Bridenstine, possible NASA administrator, wants changes
Rep. Don Beyer (D-Va.) said he expects that climate research could be targeted by Republicans in the budget reauthorization, especially since previous Republican proposals called for shifting climate change away from NASA to U.S. EPA or other agencies. But that just included moving the responsibilities of the NASA climate work to EPA without any extra funding, he said. Beyer said it's clear that the GOP is targeting research because it doesn't like the information it imparts, and that he expects it will soon come after NASA's climate change work.
"I think it's entirely possible, with unitary power from a party that doesn't think climate change is real, or if it is real, we can't do anything about it," he said.
A number of the witnesses at the House committee hearing, most invited by Republicans, expressed a desire to increase NASA's push toward deep space and manned missions. Harrison Schmitt, an Apollo 17 astronaut and a former Republican senator from New Mexico, criticized the agency's direction under President Obama and said the agency should be focused on space.
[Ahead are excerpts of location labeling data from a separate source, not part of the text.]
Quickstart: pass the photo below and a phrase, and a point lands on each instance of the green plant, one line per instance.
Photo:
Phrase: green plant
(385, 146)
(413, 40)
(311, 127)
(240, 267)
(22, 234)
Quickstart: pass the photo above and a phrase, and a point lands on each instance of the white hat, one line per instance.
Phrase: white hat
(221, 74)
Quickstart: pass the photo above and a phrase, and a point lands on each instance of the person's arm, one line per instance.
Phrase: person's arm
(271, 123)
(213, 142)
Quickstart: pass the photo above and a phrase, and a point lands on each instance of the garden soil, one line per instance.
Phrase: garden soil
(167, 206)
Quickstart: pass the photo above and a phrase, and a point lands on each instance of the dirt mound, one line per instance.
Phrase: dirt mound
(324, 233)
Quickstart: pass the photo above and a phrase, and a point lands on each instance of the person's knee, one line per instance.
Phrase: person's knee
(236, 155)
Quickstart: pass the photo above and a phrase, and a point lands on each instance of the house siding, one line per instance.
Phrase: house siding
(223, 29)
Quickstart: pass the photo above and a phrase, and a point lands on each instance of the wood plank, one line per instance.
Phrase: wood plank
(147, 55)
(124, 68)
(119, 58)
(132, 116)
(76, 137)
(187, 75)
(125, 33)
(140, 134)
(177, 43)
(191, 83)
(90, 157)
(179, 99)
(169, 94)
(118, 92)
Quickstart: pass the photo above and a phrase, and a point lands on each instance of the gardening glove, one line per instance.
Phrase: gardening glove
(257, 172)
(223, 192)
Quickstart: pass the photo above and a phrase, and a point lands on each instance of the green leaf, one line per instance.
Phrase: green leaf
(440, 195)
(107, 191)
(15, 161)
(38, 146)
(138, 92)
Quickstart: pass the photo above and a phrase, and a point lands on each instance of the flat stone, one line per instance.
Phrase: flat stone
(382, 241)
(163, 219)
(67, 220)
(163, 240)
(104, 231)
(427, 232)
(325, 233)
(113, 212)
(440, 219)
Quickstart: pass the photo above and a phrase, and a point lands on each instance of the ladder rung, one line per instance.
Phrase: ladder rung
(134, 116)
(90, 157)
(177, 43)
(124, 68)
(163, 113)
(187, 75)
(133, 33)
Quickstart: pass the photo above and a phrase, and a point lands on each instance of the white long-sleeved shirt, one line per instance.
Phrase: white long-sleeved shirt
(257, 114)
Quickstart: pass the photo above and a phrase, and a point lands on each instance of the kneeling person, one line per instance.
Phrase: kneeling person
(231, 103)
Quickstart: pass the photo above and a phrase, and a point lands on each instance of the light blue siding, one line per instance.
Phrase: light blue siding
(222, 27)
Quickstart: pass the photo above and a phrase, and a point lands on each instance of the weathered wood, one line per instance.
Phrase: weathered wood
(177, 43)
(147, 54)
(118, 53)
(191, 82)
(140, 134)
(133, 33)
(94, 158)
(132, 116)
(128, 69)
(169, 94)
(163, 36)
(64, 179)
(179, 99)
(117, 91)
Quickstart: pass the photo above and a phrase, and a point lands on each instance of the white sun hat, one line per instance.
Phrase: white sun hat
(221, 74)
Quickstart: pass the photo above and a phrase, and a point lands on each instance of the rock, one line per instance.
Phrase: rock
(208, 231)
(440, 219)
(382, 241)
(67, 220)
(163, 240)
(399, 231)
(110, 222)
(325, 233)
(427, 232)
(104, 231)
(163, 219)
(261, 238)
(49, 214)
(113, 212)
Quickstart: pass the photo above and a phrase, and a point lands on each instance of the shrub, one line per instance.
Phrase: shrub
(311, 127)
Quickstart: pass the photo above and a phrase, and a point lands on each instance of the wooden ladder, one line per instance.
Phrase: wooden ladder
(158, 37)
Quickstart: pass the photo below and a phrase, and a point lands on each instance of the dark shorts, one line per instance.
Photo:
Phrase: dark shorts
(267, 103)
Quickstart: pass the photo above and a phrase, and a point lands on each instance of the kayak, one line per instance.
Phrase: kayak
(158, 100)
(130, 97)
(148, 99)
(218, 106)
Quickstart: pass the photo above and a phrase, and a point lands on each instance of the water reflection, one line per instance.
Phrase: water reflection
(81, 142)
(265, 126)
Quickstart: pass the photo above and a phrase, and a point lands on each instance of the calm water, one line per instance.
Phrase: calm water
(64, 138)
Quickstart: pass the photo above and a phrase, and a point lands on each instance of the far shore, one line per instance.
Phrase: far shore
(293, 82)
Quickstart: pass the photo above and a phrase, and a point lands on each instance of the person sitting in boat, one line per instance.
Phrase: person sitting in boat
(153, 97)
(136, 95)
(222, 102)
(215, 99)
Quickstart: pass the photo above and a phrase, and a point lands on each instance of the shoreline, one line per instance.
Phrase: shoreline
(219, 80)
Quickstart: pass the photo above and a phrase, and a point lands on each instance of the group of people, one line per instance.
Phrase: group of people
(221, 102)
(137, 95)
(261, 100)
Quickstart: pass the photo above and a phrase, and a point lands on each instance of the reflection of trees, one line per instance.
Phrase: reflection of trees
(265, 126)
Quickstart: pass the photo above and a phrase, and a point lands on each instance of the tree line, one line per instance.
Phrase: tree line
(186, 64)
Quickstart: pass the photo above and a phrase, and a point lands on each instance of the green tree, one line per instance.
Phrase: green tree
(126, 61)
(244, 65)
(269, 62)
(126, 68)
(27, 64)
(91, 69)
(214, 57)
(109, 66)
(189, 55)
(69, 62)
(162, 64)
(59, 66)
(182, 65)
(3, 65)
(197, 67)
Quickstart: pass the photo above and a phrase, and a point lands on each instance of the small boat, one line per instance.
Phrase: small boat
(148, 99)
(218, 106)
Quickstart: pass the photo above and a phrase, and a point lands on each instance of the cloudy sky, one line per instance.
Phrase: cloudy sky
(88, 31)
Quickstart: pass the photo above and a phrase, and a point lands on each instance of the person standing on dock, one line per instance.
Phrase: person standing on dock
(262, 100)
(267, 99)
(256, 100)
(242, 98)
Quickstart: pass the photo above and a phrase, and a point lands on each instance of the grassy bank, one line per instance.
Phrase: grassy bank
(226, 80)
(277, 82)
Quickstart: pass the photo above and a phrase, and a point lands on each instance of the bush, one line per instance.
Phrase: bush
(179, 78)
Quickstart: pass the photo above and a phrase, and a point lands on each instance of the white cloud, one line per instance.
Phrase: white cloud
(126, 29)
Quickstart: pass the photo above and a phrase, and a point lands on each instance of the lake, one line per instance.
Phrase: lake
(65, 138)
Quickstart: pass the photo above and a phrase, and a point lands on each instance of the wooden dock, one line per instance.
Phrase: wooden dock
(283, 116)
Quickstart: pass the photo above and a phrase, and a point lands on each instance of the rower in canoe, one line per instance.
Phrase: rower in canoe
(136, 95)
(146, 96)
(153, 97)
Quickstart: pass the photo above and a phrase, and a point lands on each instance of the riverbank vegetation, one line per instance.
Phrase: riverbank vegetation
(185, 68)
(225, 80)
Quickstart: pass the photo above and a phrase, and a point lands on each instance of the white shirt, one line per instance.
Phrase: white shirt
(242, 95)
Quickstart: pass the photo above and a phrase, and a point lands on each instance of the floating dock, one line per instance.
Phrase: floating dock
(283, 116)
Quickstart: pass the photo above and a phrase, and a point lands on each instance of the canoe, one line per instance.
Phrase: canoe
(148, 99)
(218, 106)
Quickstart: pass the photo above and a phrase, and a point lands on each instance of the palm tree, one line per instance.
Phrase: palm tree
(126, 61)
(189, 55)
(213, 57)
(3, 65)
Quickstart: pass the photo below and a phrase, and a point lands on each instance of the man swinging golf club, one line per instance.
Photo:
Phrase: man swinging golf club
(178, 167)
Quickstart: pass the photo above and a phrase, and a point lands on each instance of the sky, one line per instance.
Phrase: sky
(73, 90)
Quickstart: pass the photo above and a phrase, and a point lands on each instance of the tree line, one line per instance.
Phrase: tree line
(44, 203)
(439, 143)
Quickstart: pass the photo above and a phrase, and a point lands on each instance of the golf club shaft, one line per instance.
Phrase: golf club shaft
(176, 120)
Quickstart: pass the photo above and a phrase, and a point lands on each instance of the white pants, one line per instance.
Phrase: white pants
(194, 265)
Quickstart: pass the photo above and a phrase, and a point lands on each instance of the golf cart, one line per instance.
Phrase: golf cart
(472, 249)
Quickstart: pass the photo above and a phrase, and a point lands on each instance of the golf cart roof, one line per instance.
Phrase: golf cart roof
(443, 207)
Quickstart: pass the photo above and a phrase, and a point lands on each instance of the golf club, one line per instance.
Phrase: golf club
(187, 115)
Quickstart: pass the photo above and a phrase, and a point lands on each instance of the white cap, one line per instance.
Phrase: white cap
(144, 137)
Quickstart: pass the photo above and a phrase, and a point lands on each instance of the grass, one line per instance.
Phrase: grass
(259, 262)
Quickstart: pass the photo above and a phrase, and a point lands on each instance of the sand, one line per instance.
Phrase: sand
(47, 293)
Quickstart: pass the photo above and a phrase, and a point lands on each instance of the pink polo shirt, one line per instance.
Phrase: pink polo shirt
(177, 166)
"Many of the things NASA does are really in the purview of other agencies, and I think that ought to be examined very closely by this committee, which has responsibility for several agencies, not just NASA," Schmitt said. "Just because you start to focus on the moon, Mars or deep space doesn't mean these programs have to go away; they can be taken under the umbrella of other agencies, and that ought to be looked at very carefully."
Rep. Jim Bridenstine (R-Okla.), who confirmed that he is the running to become NASA administrator, said he is open to moving part of the earth science study out of the agency and into NOAA, or even swapping a few programs between the two agencies. He was generally supportive of the earth science but did not commit to keeping climate research at NASA.
"I support earth science; it is critically important for us as a nation to understand what is happening on our own planet, so I think there is broad consensus, bipartisan, that earth science is important," he said.
The changes to NASA are likely not going to be introduced in the reauthorization bill that will come soon, but could be introduced in the near future, said Bob Walker, a former Pennsylvania Republican congressman who drafted the Trump administration's space policy and is actively involved in the deliberations.
"I think we will probably have the earth science programs under this authorization maintained exactly where they are, so the question, then, is whether or not you then have accepted a bifurcated NASA mission profile that in the past has consigned us for three decades of not moving humans out of low-Earth orbit," he said.
Walker said the direction of NASA can be changed in the near future, particularly if the Trump administration or a national space council wants a renewed focus on deep space.